Three membrane bioreactor tanks serve the function of solids separation whilst also assisting in the provision of air for the biological degradation processes. Each membrane tank contains 14 membrane units arranged in a double-deck configuration. To prevent surface fouling, membranes are continuously scoured by air supplied through diffusers placed below the membrane blocks. Provisions were made to chemically clean the membranes, if and when required. A diffuser flushing system is used to periodically flux the coarse bubble diffusers. Flux rate control is a critical operational feature, hence flow through the membranes is controlled by modulating the permeate control valve to achieve the required flow rate.

The recycle rate is fixed at three times the average flow. The recycle pumps are designed for intermittent operation to ensure a maximum recycle rate in low flow conditions. Intermitten to operation is set according to the pre-determined schedule controlled by a PLC.

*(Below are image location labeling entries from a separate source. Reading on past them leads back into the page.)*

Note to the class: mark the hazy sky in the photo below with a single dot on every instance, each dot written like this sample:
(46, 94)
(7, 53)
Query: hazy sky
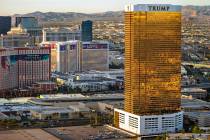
(10, 7)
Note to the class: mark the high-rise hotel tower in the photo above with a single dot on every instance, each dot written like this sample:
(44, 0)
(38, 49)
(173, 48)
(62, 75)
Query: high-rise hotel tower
(152, 70)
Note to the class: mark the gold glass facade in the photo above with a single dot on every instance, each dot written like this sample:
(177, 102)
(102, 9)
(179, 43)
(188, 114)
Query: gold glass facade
(152, 62)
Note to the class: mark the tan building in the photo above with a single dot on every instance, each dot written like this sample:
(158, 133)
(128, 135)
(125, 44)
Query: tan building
(17, 37)
(152, 70)
(152, 61)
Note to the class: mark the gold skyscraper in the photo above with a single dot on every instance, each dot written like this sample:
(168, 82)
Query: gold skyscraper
(152, 70)
(152, 60)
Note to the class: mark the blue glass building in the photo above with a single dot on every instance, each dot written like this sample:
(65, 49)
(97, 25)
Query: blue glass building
(86, 29)
(5, 24)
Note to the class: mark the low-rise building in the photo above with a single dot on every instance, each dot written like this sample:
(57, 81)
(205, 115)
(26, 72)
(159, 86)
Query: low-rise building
(197, 93)
(53, 113)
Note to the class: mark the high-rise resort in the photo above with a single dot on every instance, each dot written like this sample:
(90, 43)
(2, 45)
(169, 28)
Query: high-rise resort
(152, 70)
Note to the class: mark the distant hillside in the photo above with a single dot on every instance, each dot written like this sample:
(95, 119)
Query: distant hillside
(72, 16)
(188, 12)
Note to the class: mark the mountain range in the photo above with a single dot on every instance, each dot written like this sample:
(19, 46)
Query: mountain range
(187, 11)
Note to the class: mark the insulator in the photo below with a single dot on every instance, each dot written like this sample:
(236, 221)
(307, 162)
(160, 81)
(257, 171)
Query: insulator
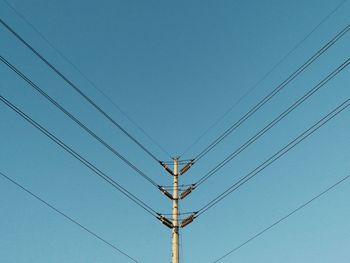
(166, 221)
(165, 192)
(186, 192)
(185, 168)
(166, 168)
(187, 220)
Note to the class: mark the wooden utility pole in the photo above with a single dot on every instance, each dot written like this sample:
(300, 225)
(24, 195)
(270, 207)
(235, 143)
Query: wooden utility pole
(175, 213)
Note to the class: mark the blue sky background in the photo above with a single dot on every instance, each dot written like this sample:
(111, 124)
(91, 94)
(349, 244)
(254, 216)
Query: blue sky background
(174, 68)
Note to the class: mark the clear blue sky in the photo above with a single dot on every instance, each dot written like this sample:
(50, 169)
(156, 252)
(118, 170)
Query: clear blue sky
(175, 68)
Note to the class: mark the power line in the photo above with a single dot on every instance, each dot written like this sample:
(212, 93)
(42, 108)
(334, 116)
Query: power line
(283, 218)
(77, 156)
(79, 91)
(273, 93)
(93, 84)
(276, 156)
(67, 113)
(273, 122)
(75, 222)
(267, 74)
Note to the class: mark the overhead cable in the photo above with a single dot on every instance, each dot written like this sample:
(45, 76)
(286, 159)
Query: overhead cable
(283, 218)
(273, 122)
(78, 90)
(93, 84)
(84, 161)
(274, 92)
(267, 74)
(69, 218)
(83, 126)
(276, 156)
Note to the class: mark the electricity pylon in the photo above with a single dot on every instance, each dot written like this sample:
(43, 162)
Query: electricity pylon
(174, 223)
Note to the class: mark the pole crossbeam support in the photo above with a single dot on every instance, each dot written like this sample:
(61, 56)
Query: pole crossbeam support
(174, 223)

The main treatment process removes a wide spectrum of bacteria from the sewage. Chlorination using sodium hypochlorite is however imparted in to permeate streams to remove or inactivate any pathogenic bacteria that may grow in the final storage tanks.

Biological sludge is pumped to the sludge digesters. Sludge is digested and stabilized under aerobic conditions. Digested sludge is then pumped to a dewatering centrifuge to produce 20 – 25% dry sludge. Concentrate from the centrifuge is returned to the plant inlet for recovery.

This includes a state-of-the-art SCADA system, PLC control panels, MCC’s, cabling, wiring, earthing, and plant lighting. Power to the STP plant is fed from a facility substation equipped with dual incomers (mains supply from DEWA as well as emergency supply from a fixed generator). The plant is completely powered, monitored, and controlled from the STP control room. The design of the control equipment allows for separate and independent operation of the MBR streams, so that failures in the control equipment associated with one stream will result in the shut down of the affected stream only. This is achieved by efficient utilization of PLC I/O’s. Important factors such as availability of plant, efficient use of manpower, high reliability and simplicity of maintenance have been considered in the design. The control system has been designed for full automatic operation with minimal observation from operator. Important process variables are logged in SCADA and can be viewed as historical/real-time trends to review the performance of the plant.

The plant provided the advantage of minimum footprint and maximum utilization of existing structures whilst maintaining the overall architectural and aesthetic requirements. Technically it utilizes a modern up-to-date process that ensures a consistent quality of treated effluent.